Et lors de la nuit du cinquième jour, plus rien. Un vide. Ou du moins, plus de traces du monde réel. Car dans mon esprit se jouait une histoire invraisemblable. Le rêve s'était installé dans ma tête. Je voyais des bœufs resplendissants, des soldats de pierres qui me beuglaient dessus, un brouhaha incompréhensibles, et de longs serpents d'acier. Tout ce beau monde scintillait, une lueur jaune et blanche. A certains moments, c'était aveuglant, à d'autres j'étais dans un monde d'ombre où je ne voyais pas mes pieds. Puis soudain, une lumière. Comme une étoile. Juste devant ma figure. J'avais jamais vu ça. J'avais l'impression que mes yeux s'enflammaient. Que je ne verrais plus jamais. C'est alors que je vis se dessiner des ombres. Des silhouettes contre cette lumière. D'abord lointaines puis si proches que je compris qu'elles me regardaient. Qu'elles me parlaient. J'essayais de leur répondre mais je ne me comprenais pas moi-même. Mais toujours cette lumière blanche fixée droit devant mes yeux. Enfin, cette lumière s'estompa peu à peu… L'étoile devint une lampe. Une allumette. Une étincelle lointaine. La nuit avait repris le contrôle.
Je me réveillais dans une chambre. Je me réveillais. Merde j'avais perdu. Puis d'ailleurs qu'est-ce que je foutais là. Je tentais de me lever, une main me prit le poignet. Une inconnue se tenait à côté de moi. Elle me dît que j'étais à l'hôpital. Je déambuler dans la rue quand ils m'ont trouvé. Apparemment, les gens m'avaient vu crier contre un bus au milieu de la route et j'avais tenté une discussion avec un lampadaire.
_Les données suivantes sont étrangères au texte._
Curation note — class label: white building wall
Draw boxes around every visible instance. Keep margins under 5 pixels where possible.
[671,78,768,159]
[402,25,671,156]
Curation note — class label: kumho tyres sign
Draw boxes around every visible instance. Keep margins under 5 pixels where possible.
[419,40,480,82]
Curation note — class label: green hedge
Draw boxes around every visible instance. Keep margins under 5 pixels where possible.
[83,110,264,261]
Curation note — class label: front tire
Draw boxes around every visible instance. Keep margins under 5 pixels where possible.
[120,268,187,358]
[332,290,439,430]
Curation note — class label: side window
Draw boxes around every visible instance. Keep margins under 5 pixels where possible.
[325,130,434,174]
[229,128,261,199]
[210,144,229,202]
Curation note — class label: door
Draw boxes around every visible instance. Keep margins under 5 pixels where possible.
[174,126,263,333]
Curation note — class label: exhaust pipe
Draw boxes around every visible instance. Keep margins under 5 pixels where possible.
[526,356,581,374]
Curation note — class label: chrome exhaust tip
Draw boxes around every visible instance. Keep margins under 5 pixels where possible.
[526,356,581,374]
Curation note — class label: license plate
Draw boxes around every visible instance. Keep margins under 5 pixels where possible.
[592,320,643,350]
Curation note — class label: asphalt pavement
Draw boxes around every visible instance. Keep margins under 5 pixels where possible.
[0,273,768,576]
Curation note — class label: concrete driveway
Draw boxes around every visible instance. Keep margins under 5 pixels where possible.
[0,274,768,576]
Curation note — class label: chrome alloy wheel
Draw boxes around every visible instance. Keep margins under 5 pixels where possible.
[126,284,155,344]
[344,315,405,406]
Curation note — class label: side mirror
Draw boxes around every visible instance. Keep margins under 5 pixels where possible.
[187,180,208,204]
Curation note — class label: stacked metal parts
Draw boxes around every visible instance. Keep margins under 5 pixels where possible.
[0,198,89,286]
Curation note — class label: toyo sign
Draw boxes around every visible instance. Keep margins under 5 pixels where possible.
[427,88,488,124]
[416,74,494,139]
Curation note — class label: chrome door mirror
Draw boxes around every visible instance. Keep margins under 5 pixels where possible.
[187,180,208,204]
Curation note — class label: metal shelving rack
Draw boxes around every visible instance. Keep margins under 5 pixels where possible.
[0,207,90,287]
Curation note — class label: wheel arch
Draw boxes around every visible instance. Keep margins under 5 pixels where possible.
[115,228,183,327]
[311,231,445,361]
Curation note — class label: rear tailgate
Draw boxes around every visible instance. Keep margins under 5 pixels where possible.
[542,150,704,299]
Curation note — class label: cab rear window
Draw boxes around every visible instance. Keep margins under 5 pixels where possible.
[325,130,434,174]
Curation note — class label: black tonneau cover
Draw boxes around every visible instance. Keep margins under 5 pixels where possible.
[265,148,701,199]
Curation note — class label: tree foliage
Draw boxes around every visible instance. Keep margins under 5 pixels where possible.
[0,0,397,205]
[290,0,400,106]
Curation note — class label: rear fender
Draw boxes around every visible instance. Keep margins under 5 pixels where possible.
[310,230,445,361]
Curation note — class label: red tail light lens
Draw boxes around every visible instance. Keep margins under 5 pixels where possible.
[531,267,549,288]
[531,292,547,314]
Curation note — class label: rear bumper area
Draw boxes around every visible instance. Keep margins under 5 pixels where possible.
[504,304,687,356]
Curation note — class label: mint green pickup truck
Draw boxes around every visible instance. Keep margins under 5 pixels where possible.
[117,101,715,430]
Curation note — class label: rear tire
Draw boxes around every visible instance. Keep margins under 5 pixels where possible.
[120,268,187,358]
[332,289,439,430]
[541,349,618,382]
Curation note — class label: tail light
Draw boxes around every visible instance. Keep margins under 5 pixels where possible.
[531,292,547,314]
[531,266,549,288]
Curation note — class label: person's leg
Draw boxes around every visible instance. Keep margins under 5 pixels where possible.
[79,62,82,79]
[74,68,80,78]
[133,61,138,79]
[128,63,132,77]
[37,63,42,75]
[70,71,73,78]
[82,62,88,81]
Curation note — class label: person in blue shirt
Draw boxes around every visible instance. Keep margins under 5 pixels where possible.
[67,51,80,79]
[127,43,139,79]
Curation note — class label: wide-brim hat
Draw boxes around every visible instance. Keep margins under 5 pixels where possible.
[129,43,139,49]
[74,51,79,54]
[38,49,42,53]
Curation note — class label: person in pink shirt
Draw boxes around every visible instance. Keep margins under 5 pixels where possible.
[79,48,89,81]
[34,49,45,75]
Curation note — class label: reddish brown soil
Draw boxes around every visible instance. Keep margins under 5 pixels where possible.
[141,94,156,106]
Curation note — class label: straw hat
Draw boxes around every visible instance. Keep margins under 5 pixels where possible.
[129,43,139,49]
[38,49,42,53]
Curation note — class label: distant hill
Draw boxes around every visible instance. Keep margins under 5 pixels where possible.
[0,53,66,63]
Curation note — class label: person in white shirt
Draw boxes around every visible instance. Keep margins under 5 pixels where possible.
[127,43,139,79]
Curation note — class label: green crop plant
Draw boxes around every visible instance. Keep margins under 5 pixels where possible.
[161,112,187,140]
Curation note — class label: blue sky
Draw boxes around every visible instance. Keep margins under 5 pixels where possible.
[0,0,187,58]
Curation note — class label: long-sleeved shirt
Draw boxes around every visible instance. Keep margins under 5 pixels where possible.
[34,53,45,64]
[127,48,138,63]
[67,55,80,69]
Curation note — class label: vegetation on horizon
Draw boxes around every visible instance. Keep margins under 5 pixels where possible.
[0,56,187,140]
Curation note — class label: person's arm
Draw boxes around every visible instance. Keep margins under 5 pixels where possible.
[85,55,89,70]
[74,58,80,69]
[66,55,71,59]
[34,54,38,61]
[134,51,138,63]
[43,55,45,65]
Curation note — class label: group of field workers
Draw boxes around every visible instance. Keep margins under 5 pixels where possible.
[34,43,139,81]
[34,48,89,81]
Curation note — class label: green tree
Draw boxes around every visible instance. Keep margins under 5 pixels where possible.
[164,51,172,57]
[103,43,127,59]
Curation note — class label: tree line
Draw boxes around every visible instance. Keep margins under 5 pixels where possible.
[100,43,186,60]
Quand les pompiers se sont rendus chez moi la porte était grande ouverte mais Robin était toujours là, allongé par terre au milieu d'une mare de canettes de soda répétant frénétiquement "doit pas dormir, doit pas dormir, doit pas dormir".
On était le matin du sixième jour, et nous étions tous les deux à l'hôpital. J'imagine que personne à gagner.